A Self-Supervised network that removes fences from photos

De-fence-estration: Self-Supervised Image Segmentation and Inpainting for Fence Removal

By Ethan Ruoff, Natalia Dorogi, and Drew Sirenko

Video presentation of paper:

Fig. 1 A fully implemented example of De-Fence-estration with the input image, segmented mask, and inpainted output.

Abstract — In this report, we provide the details about our final project De-fence-estration. This project uses self-supervision to train image segmentation and inpainting to find and remove fences in RGB images. This process can be useful in many photography-related situations where fences block the subject of interest in situations including zoos, ruins, sporting events, and landscapes.
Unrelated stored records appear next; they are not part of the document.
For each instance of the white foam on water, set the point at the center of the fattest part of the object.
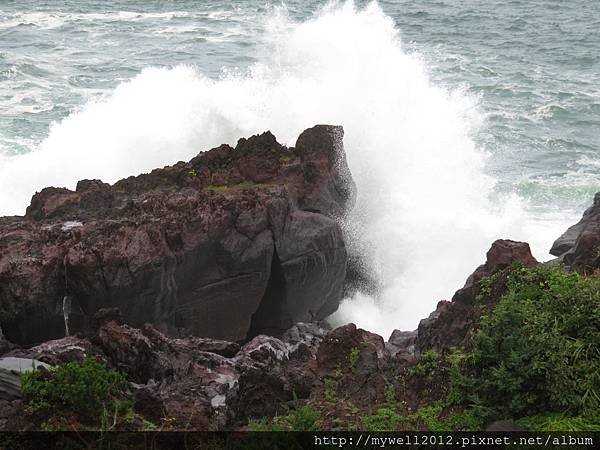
(422, 221)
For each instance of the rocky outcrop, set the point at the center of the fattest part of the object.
(234, 243)
(198, 383)
(452, 323)
(579, 246)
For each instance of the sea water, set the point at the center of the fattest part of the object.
(465, 121)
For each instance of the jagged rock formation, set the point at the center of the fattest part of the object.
(452, 323)
(234, 243)
(199, 383)
(579, 246)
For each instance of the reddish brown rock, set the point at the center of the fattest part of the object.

This project aims to address the demand for a simple way to remove fences for tourists and professional photographers alike by detecting and filling fence regions.

1. Introduction

Computer vision is one of the fastest-growing fields within computer science, with innovations and developments published every year. Through this course, we were able to read about recent accomplishments within the space. One of the many uses of computer vision is image segmentation and image inpainting. Image segmentation involves a process of dividing an input image into different regions by characteristics of pixels, in order to delineate boundaries to simplify an image and more efficiently analyze it. Image inpainting has been around for many years, but has gained more popularity due to improvement of processing techniques. Inpainting generally is a process where missing pixels/parts of an image are filled to match a complete one.
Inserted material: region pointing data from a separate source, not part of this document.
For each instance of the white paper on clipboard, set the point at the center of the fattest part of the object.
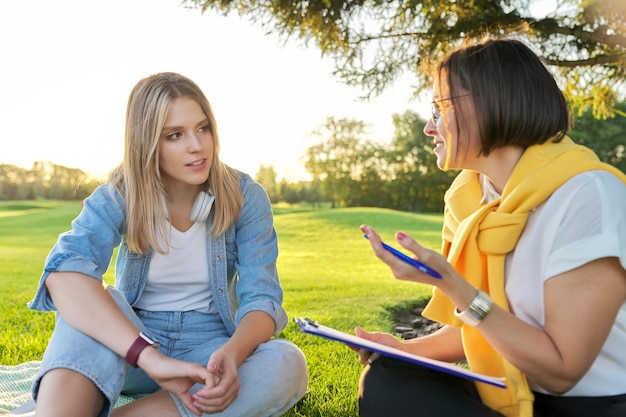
(314, 328)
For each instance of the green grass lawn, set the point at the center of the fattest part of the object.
(327, 269)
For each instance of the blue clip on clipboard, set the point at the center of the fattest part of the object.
(314, 328)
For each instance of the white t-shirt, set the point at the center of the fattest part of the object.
(179, 279)
(584, 220)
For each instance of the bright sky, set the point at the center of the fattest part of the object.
(68, 66)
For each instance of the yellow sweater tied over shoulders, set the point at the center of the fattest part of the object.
(476, 239)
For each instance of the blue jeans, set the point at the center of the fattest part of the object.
(271, 380)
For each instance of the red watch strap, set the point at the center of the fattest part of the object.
(135, 349)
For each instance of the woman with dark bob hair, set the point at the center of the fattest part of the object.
(533, 285)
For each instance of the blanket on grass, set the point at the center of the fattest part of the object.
(15, 384)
De-fence-estration, hopes to accomplish this feat within photo-editing and give the computer the knowledge of where a fence is to remove it, and greatly simplify the editing task for users for whom photoshop may not be a viable solution whether due to resources, time, or skill level.

The need for De-Fence-estration has greatly increased in recent years. The surge of this problem has two primary factors - an increase of low-cost smartphones allowing for more widespread access to photography and the presence of fences in the way of images of interest due to security concerns of tourists, students, and audiences. The computer can extrapolate the area of an image that the fence covers. The segmentation can then be used alongside an additional object inpainting model to re-populate the image for seamless removal of occlusions in such images.

2. Overview

De-fence-estration is a network that can identify the fence over an image as a mask via image segmentation and utilize inpainting to remove the mask from the image, allowing for users to remove fences from their photographs. The flow of training for this project is: a scene image and fence are passed into the dataloader, which outputs the combined image with various augmentations to allow for more diverse training data. The combined image and mask are then used as inputs into the image segmentation model. Concurrently, the combined image, mask, and image are passed into the inpainting model. The image segmentation outputs the mask as a label while the inpainting model outputs an attempt at recreating the original image.

The first model is a CNN that takes in the input image and uses pixel-level segmentation to output a mask of the hand location. This uses a domain transferred ResNet50 architecture that’s fully connected layer is replaced with a linear layer that matches the image’s dimensions to become a one-to-one image segmentation.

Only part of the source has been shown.